For a Dyson sphere, gravity falls off as the inverse square of distance, but mass per angular unit increases as the square of distance, so the net result is no change in gravitational attraction.
"They redundantly repeated themselves over and over again incessantly without end ad infinitum" -- ibid.
The easiest artificial signal to differentiate from natural noise are signals with frequency spikes. FM and AM radio have good frequency spikes. VSB modulation which is used in television broadcasts has a decent spike. These are pretty easy to detect as manmade.
These days the trend of RF technology is moving from spiked spectrum to spread spectrum modulations that looks more and more like noise.
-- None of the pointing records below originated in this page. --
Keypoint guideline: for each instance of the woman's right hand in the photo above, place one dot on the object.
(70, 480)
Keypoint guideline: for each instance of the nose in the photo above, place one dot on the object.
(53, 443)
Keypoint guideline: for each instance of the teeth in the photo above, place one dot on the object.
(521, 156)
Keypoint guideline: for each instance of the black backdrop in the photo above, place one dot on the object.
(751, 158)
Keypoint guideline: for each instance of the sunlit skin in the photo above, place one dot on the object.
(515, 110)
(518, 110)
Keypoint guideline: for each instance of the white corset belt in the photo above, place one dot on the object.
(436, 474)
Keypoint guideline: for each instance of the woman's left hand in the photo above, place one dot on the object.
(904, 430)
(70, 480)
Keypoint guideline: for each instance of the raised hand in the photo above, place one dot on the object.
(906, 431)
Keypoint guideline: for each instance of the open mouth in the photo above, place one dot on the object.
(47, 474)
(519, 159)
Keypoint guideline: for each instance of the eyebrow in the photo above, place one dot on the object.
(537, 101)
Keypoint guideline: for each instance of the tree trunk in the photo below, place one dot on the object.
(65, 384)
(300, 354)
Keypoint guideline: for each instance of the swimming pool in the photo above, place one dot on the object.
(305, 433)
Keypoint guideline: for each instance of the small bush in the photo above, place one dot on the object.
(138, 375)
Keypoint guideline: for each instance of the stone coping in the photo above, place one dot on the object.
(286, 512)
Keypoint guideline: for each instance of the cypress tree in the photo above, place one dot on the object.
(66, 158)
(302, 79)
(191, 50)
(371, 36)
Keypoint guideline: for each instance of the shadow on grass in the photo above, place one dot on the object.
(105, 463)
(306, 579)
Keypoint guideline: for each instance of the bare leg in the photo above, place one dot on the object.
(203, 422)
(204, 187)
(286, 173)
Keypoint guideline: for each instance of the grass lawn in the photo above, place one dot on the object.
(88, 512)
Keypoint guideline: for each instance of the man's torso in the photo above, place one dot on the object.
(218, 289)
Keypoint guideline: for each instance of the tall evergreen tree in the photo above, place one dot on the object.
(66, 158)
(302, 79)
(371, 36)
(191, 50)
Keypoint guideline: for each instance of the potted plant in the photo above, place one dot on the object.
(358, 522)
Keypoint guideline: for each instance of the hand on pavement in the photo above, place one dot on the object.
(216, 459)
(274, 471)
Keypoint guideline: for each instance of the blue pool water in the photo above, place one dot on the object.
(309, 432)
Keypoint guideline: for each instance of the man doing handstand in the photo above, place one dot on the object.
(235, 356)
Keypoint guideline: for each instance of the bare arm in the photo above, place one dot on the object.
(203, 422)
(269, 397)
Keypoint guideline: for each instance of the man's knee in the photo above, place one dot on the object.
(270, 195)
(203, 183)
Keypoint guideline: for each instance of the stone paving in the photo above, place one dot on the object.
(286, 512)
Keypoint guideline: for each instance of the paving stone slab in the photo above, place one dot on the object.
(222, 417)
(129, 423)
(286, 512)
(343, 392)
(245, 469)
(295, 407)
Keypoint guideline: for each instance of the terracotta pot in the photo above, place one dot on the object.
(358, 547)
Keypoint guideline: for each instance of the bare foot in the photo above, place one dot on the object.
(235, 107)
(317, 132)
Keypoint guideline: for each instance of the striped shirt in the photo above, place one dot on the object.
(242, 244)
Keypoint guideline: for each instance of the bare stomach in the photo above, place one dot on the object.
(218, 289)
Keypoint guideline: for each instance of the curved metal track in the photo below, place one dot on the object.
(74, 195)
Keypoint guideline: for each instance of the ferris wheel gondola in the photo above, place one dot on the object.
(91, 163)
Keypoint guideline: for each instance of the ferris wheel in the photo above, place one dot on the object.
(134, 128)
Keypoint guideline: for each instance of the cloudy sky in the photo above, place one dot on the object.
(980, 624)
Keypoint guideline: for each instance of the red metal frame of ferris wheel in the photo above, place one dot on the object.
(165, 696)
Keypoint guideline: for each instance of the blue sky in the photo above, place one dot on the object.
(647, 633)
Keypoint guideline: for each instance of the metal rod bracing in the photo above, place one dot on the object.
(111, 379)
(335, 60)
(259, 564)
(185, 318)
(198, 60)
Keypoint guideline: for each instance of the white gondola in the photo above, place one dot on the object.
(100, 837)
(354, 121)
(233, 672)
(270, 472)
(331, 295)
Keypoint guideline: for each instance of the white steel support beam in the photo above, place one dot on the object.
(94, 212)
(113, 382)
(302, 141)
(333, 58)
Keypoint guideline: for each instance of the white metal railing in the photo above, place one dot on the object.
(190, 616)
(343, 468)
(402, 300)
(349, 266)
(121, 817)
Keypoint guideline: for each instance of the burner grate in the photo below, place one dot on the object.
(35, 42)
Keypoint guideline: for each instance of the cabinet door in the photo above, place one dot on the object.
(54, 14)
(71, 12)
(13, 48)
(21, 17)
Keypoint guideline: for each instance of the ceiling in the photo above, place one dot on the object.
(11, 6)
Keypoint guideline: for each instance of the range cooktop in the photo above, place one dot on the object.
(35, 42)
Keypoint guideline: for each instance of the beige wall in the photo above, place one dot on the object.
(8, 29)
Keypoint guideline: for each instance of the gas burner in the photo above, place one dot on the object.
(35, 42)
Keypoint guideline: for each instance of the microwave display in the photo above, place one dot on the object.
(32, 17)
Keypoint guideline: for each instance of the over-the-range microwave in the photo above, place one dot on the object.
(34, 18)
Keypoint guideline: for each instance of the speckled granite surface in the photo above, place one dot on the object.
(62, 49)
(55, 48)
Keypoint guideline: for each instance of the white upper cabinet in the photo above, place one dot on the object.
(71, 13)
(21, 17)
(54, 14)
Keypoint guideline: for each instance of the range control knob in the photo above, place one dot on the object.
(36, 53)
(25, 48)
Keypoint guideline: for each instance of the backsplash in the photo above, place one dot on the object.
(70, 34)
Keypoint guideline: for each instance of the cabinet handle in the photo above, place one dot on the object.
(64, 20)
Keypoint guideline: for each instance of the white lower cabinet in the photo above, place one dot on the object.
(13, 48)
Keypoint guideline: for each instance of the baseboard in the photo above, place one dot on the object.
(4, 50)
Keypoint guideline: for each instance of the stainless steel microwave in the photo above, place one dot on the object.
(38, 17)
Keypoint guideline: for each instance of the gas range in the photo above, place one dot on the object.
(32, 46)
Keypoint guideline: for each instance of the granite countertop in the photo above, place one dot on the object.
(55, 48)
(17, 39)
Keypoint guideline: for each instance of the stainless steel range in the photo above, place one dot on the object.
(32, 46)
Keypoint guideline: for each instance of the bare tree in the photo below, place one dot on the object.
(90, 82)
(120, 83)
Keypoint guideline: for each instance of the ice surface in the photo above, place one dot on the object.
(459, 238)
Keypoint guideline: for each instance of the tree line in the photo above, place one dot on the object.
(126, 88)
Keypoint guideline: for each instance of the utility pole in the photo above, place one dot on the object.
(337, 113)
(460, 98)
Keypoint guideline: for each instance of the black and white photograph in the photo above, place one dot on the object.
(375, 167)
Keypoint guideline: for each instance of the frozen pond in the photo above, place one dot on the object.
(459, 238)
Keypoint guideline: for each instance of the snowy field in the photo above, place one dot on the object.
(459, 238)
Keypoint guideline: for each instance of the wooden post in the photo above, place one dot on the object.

For example lets take TV from an alien perspective. There is a move from VSB picture and FM voice to spread spectrum transmissions. With FM and VSB the cells on same frequency must be pretty far away from each other not to interfere with each other. And to get a good picture the transmision must be high over the noise floor. The alien observer would see some strong spikes on his spectrum analyser moving along the frequency as earth turns (dobbler). Now with spread spectrum the signal is spread evenly over the spectrum so no spikes. And because spread spectrum signals don't interfere with each other so easily the cells on same frequency will be closer together. So the alien observer would see more transmitters sending evenly spread transmission over another and another and another,each with a slight changing frequency shift to each other because of dobbler. Impossible to differentiate from noise.
So new technology is changing earth from spiked hedgehodge to fluffy ball, looking just like a natural noise source.
In future the detection bubble may thicken because of microwave power transmission. If there will be solarpower spacefarms, there will be new spikes with enough oomph to an alien observer.
"Sure, radioactive sludge thrown in space is a sure sign of intelligence."
Becouse we wouldn't want to put radioactive materials in space right?? Ha ha thats funny becouse putting stuff that is radiocative in space would be dumb becouse there isn't anything radioactive in space....its like pure and perfect and entierly free of evil radioactivity which is of course only produced by us evil dumb humans who shouldn't be producing such evil dumb things that are radioactive.